Trump’s nativism harks back to the antebellum slavery struggle

Shades of the Fugitive Slave Law.

The Wall got Donald Trump elected in 2016, so we shouldn’t be surprised that he has focused on immigration in the final days before the the midterms. It serves as a useful reminder that nativism lies at the core of his claim on the presidency.

This, of course, is just the latest nativist chapter in American history. There was the hostility to German and Irish Catholic immigrants that culminated in the success of the Know-Nothing Party in the early 1850s; the animosity toward migrant workers from China that led to the Chinese Exclusion Act of 1882; the post-World War I Red Scare that set the stage for the restrictive policy of the Immigration Act of 1924; and the internment of Japanese-Americans after Pearl Harbor.

But when it comes to the kind of political polarization we’re going through today, slavery provides a better historical context than immigration. Consider the Fugitive Slave Act of 1850, which required citizens and officials of free states to cooperate in capturing escaped slaves and mandated that they be returned to their masters.


Across the North, the law was denounced and defied, and not only by free blacks and white abolitionists running the Underground Railroad. Religious opposition was particularly strong. Two weeks after the bill became law,  the General Conference of the Freewill Baptists, meeting in Providence, condemned it with a series of resolutions, the first of which reads:

Resolved, That we deliberately and calmly, yet earnestly and decidedly, deny any and all obligation on our part to submit to the unrighteous enactments of the aforementioned Fugitive Lave Law. Also, that, regardless of unjust human enactments, fines and imprisonment, we will do all we can, consistently with the claims of the Bible, to prevent the re-capture of the fugitive, and to aid him in his efforts to escape from his rapacious claimants.

Throughout the free states, local vigilance committees protected fugitives, provided them with food and clothing and jobs, and got them to safe places. In Massachusetts, Boston and New Bedford and Springfield and Worcester became what we’d call sanctuary cities, where citizens and public officials alike refused to do what the federal government ordered. Along the shores of Lake Erie in Ohio and New York, the slave catchers were kept at bay.

“The crisis caused by escaping slaves was not enough to bring on the Civil War, but there is no doubt that it was a major contributing factor,” writes Vanderbilt historian R. J. M. Blackett in a masterful new book on the law and the response to it. “By their actions the slaves placed themselves at the center of the political debate about the future of slavery.”

By rights, immigration ought to pose far less of a challenge to the American political system than slavery did.

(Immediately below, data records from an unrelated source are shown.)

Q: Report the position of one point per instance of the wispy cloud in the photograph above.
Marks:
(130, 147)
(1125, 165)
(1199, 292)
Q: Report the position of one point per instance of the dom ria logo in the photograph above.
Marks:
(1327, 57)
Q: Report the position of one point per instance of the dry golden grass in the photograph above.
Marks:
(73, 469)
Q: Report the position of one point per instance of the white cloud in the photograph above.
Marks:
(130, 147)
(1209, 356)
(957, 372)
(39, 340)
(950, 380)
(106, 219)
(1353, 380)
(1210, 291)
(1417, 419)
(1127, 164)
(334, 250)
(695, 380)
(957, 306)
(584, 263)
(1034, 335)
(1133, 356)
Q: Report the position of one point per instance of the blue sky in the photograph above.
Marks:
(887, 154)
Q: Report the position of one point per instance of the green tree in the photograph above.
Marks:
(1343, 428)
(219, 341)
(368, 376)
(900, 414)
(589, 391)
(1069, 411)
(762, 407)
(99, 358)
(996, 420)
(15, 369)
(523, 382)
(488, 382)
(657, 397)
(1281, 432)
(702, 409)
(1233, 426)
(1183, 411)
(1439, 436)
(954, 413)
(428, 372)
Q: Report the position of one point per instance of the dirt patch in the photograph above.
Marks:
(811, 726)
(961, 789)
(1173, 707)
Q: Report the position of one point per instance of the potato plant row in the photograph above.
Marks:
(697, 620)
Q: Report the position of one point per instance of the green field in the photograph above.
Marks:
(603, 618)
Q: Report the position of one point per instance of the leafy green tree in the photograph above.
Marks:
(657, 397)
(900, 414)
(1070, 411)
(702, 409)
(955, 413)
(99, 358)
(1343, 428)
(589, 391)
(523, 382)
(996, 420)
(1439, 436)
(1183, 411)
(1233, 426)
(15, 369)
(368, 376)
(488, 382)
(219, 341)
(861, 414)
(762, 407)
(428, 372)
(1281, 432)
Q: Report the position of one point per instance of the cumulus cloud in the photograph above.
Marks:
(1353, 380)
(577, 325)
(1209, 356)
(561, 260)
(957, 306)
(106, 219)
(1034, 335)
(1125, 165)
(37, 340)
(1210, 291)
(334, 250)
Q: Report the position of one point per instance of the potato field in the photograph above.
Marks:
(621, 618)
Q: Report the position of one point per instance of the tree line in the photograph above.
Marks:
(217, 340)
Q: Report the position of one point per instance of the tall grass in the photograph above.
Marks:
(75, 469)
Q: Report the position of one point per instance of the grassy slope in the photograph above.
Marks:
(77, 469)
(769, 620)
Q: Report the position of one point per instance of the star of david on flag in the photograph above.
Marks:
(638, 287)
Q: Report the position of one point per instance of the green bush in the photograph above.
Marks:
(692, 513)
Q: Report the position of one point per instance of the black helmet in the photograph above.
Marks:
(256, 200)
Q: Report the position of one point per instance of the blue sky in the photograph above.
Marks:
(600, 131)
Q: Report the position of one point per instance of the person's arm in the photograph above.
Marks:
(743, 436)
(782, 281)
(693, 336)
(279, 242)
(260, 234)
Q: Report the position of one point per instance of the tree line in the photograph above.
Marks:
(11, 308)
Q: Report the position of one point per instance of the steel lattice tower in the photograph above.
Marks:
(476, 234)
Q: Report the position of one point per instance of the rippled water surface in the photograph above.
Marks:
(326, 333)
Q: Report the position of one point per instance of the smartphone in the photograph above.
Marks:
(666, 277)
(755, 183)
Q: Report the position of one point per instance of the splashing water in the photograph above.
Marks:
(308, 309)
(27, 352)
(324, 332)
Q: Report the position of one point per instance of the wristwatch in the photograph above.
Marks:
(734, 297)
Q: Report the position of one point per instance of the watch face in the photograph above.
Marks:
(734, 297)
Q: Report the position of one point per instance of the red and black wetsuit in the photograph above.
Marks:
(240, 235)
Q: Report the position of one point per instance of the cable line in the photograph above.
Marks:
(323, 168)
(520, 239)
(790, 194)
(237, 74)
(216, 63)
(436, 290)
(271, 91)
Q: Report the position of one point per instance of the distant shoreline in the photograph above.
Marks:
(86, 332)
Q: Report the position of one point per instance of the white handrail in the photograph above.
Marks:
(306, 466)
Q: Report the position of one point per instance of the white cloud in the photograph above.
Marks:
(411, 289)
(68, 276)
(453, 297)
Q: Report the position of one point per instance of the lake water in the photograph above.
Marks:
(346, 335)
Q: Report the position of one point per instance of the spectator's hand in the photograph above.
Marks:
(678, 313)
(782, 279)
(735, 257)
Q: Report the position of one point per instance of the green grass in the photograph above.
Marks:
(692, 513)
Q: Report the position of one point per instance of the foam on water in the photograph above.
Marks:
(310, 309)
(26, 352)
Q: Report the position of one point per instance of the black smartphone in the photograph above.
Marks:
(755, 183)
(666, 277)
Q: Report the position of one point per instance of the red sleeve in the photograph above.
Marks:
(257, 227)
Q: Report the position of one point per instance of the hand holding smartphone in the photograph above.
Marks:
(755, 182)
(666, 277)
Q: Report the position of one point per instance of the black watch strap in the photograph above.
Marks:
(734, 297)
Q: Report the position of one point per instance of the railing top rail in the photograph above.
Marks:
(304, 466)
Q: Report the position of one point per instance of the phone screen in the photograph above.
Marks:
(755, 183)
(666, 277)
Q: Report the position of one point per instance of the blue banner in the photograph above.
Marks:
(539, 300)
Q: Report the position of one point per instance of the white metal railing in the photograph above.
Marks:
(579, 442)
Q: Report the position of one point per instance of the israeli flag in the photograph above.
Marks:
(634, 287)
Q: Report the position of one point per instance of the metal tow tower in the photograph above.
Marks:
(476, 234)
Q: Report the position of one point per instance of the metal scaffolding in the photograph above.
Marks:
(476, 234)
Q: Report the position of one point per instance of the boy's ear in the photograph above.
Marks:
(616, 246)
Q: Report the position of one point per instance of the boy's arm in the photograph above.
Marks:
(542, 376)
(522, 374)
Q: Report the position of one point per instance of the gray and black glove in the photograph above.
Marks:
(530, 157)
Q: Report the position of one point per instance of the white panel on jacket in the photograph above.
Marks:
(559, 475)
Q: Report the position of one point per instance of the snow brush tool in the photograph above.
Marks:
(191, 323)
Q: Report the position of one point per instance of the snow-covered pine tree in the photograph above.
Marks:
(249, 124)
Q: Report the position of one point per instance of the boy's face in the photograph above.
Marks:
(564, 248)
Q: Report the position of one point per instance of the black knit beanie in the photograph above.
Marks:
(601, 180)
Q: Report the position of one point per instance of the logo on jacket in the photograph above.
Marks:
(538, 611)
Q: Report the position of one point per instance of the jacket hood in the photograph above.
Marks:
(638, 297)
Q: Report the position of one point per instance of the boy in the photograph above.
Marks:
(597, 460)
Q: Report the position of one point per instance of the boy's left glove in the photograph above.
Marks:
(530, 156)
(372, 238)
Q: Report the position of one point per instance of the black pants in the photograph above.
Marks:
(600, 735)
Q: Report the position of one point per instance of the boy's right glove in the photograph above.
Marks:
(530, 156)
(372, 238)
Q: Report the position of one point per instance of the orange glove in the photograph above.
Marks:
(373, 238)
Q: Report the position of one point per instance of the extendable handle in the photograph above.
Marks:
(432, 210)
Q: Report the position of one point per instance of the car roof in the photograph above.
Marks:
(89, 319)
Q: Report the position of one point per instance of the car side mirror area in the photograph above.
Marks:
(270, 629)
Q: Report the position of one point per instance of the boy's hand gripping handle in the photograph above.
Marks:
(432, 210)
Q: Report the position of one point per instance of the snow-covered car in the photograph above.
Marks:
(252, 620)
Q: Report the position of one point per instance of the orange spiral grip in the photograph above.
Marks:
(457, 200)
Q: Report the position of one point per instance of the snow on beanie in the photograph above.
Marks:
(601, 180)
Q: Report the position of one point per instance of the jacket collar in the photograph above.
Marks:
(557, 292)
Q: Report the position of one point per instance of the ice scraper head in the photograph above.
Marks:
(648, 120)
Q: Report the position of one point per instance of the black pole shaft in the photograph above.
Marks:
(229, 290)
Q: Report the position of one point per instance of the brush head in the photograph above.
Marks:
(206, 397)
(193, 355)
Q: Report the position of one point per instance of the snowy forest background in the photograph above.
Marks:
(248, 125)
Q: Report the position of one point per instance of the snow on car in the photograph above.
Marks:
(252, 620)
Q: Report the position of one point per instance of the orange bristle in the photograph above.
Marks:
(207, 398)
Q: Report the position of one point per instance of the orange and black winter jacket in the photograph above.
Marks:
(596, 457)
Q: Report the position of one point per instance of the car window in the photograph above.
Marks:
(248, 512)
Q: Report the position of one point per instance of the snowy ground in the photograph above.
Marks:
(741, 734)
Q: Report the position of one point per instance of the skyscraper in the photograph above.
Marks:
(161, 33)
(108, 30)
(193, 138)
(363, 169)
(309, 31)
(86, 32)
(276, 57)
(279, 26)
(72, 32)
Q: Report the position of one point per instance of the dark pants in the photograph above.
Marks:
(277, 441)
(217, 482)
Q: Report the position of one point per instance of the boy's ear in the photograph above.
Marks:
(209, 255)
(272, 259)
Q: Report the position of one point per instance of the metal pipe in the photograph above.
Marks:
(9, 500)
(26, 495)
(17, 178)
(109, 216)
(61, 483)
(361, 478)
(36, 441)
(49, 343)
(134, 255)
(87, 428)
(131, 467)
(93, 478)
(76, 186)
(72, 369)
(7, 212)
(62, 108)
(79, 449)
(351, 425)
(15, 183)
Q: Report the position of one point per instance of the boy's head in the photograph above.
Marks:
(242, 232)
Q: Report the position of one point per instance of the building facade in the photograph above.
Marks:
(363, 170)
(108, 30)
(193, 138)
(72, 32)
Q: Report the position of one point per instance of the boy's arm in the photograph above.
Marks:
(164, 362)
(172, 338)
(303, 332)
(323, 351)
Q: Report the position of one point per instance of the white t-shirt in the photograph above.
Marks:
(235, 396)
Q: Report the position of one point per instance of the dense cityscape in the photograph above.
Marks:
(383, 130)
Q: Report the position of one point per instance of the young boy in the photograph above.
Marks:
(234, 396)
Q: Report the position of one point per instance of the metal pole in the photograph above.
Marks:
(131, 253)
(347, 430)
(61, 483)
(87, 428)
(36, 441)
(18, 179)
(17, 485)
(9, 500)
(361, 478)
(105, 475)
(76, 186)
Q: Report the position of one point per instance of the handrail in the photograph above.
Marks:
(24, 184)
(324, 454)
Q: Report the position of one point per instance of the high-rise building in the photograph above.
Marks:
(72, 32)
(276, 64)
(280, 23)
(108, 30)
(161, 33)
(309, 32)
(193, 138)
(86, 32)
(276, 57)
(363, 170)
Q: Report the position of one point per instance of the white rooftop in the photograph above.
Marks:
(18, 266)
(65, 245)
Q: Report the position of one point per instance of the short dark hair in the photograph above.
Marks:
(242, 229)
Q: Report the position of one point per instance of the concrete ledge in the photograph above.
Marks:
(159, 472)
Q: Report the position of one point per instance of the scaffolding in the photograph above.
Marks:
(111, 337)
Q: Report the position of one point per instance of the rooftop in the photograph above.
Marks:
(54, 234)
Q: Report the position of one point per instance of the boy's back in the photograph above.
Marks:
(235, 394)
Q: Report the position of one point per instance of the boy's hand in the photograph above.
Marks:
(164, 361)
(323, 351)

Indeed, compared with the bloodletting of the Civil War, the image of a president sending some thousands of troops to the Mexican border to protect the country from a caravan of impoverished refugees recalls Marx’s famous quip about history occurring “the first time as tragedy, then as farce.”

But like slavery, immigration engages some of America’s deepest religious, racial, and geographic sensibilities. Farcical Trump’s political posturing may be, but it seems inevitable that, whatever happens in Tuesday’s election, the issue will continue to bedevil the country for a long time.